By the way, you may prefer using the merge() function rather than the do.call(rbind,lapply(...)))
business.  I think the following call to merge will do about what you want (the row names differ -
if they are important it is possible to get them with some minor trickery):
    merge(data.frame(x=xt,y=yt), carbon.fit)

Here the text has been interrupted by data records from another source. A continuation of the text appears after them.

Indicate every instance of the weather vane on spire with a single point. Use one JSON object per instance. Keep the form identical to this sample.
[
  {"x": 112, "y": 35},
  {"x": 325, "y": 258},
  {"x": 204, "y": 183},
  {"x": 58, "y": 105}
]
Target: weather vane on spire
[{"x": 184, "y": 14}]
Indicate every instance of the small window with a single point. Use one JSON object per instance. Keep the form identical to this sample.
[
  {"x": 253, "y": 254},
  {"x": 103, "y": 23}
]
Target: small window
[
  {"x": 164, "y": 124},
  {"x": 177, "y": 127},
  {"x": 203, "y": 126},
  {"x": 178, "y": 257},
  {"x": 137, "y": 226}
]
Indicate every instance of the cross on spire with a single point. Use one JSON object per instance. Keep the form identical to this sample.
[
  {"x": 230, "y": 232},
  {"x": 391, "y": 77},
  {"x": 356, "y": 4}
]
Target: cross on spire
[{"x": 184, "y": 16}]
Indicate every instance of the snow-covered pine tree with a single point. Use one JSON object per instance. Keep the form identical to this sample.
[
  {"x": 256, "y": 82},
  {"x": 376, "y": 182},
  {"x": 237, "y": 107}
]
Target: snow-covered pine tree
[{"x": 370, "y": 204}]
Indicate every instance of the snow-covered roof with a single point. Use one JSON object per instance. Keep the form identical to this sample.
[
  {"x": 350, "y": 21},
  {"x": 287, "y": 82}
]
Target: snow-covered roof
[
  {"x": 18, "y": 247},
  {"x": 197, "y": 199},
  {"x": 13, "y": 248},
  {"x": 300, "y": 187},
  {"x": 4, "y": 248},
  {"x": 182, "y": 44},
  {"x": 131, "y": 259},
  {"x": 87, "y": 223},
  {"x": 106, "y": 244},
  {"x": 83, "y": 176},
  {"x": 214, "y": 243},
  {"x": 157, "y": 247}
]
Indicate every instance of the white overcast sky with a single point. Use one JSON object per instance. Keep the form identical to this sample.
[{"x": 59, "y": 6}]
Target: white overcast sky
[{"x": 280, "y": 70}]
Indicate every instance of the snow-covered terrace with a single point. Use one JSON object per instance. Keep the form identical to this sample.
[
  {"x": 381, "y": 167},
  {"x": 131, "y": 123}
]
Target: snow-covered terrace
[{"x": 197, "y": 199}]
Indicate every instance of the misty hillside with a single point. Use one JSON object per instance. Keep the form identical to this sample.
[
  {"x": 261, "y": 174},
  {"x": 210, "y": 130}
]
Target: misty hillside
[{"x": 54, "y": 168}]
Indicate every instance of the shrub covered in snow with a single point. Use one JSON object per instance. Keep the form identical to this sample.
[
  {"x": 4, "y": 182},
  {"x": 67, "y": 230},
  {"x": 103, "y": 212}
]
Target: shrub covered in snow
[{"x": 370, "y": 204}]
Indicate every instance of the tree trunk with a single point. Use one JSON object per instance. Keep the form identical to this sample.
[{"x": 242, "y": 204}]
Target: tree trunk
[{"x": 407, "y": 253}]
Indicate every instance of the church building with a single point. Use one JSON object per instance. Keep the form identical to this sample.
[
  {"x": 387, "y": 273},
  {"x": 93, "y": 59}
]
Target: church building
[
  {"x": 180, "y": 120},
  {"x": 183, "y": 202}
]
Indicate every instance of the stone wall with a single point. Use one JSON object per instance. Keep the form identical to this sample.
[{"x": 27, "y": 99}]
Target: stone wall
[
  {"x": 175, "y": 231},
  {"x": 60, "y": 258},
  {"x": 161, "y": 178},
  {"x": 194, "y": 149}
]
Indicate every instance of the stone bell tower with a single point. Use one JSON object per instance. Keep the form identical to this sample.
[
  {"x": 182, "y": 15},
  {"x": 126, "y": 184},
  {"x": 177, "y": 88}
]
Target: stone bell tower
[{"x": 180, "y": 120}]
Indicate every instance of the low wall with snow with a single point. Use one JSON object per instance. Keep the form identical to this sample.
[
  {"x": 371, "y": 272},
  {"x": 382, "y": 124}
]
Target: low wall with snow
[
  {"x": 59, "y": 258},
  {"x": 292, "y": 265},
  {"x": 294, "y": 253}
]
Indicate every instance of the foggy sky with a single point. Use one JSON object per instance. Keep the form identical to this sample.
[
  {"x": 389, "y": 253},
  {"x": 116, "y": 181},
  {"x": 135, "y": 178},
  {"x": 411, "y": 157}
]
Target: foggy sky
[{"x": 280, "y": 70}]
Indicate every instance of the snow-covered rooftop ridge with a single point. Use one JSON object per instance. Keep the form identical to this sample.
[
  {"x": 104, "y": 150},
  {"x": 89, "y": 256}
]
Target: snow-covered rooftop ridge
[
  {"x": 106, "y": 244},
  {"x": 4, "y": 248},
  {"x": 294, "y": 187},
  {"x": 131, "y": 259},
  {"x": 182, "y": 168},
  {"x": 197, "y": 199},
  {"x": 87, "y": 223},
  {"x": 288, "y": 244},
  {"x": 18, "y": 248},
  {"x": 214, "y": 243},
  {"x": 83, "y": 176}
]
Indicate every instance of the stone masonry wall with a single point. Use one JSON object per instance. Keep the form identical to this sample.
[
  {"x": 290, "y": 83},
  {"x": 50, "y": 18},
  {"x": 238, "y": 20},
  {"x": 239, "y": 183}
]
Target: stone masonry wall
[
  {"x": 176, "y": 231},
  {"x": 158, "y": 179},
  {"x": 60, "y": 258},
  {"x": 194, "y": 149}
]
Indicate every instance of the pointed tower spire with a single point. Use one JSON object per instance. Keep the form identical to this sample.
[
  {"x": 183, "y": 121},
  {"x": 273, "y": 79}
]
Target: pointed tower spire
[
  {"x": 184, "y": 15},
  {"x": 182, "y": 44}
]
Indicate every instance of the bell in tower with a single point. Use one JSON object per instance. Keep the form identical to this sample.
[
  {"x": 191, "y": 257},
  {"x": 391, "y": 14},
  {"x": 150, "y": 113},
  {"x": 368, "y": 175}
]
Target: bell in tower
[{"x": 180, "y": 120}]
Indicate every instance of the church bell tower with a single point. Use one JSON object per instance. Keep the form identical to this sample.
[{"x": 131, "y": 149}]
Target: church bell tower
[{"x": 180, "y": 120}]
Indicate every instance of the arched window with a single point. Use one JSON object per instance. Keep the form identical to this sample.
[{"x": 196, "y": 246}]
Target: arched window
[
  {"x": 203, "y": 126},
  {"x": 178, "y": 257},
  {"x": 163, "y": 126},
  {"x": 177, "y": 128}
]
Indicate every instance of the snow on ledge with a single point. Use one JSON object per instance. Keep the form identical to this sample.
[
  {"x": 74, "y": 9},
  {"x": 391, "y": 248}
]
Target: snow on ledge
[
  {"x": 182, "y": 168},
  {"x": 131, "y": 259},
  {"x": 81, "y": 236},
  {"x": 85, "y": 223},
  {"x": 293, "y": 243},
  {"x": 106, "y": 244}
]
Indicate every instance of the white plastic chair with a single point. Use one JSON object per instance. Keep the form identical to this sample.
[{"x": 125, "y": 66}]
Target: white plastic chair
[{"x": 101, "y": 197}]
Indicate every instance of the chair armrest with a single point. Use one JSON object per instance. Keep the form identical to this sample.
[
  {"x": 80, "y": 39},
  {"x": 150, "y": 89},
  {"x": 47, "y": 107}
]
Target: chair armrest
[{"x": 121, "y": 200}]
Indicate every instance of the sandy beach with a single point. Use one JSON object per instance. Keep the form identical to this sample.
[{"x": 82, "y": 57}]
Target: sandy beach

(You still want to round your numbers as before.)

Bill Dunlap
Spotfire, TIBCO Software
wdunlap tibco.com

> -----Original Message-----
> From: r-help-bounces at r-project.org [mailto:r-help-bounces at r-project.org] On Behalf
> Of arun
> Sent: Wednesday, July 03, 2013 10:15 PM
> To: Shaun ♥ Anika
> Cc: R help
> Subject: Re: [R] Subsetting multiple rows of a data frame at once
> 
> Hi,
> 
> carbon.fit = expand.grid(list(x=seq(0, 5, 0.01), y=seq(0, 5, 0.01)))
>  dim(carbon.fit)
> #[1] 251001      2
> 
> 
>  xtNew<-sprintf("%.2f",xt)
>  ytNew<- sprintf("%.2f",yt)
>  carbon.fit[]<- lapply(carbon.fit,function(x) sprintf("%.2f",x))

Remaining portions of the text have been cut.